November 26 is a hard day for me. It’s the third anniversary of my mom’s passing. I had been her caretaker. She’d had cancer and survived, but she never quite was back to one hundred percent. But after watching another friend go through almost the exact same thing with losing a parent, I know now without a doubt the cancer treatment was too much for her. It shut her body down. Things were good until one day everything changed. She spent thirty seven days in medical ICU, and I was there for all of them. I made decisions I never thought I’d be capable of during that time.
My mom was an English teacher, she loved watching cooking shows even when it was just Julia Child on PBS. She used to take us to concerts before I could drive, and always opened our home to my friends when they needed a safe place to be. She liked Will Ferrell movies, politics, and animals.

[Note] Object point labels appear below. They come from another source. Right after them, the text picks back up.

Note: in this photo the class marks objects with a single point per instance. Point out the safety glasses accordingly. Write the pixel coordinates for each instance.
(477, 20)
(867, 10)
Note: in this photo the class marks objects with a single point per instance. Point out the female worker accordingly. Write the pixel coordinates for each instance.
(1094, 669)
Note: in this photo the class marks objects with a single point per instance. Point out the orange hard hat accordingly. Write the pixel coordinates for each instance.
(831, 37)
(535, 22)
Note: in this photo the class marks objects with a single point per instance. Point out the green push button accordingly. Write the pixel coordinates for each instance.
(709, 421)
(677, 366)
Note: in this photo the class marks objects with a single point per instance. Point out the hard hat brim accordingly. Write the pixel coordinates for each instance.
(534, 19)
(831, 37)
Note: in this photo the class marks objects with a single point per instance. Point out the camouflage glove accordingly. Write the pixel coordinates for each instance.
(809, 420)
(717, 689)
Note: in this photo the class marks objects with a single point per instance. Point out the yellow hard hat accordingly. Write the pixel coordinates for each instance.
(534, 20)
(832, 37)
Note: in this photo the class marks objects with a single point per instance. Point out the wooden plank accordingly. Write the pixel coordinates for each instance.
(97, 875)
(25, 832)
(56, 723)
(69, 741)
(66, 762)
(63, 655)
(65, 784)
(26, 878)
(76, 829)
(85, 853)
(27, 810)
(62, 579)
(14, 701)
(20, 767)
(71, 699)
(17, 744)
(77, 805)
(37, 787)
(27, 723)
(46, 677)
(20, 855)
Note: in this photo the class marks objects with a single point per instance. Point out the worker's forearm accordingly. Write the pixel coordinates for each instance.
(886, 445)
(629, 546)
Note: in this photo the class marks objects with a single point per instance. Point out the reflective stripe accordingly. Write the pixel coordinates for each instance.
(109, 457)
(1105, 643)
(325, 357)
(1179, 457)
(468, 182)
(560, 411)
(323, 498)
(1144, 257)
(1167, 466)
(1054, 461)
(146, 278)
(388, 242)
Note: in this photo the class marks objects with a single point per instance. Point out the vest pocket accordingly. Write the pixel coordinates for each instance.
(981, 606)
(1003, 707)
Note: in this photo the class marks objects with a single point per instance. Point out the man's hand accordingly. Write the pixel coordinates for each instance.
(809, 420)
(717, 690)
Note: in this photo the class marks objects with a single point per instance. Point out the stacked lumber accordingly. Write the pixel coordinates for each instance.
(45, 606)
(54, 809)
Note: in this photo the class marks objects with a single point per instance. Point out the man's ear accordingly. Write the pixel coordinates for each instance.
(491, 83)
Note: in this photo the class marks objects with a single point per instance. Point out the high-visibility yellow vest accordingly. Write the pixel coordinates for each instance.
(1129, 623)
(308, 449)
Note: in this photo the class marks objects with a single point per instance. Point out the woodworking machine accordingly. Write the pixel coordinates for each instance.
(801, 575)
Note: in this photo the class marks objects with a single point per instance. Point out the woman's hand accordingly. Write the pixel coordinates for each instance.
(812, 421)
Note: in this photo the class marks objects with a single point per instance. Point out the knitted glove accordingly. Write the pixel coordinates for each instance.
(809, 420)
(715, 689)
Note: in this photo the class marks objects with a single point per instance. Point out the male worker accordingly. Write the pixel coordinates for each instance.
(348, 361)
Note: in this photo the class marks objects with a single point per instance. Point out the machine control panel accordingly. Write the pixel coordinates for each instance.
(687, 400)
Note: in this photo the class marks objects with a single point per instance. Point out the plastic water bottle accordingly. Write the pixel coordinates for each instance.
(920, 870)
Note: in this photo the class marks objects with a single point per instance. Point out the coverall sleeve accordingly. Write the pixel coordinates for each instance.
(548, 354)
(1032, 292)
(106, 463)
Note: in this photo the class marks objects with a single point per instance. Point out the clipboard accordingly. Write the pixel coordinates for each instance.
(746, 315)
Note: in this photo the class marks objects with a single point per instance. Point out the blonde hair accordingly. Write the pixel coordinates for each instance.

But I never told her I’d started writing again. It was too new when she got sick, and I wasn’t ready to talk about it yet. Once I realized it might be important, it was too late. But she loved that Julie and I used to sit in the middle of the living room floor, watching Headbangers Ball, passing a notebook back and forth writing the most ridiculous stories. She supported me when I announced that I was moving to Las Vegas because I had this dream I wanted to write a book about. It took me eleven years from that moment, but I fucking did it.
The more I wrote, the more I realized it helped me figure things out. I didn’t have an easy transition into orphanhood, I had to move out of the apartment I shared with my mom because I couldn’t afford it. I wasn’t able to work for a couple months, and had no paystubs. I bounced around a bit before I found this apartment, because I wasn’t able to make a decision. I wasn’t ready. And it didn’t matter what catastrophe I was facing, I just couldn’t do it.
Some of this might sound awfully familiar to you if you’ve just read Silent Night. Silent Night is my story. Some parts of it are pure fiction, of course. But a lot of it is not. And I am still waiting for Aidan to show up. But the feeling completely fucking lost at the holidays, that’s all me. I might be a little quiet on these big days. A lot of things have got easier, but the days that are all about family are ones that I haven’t figured out how to deal with yet.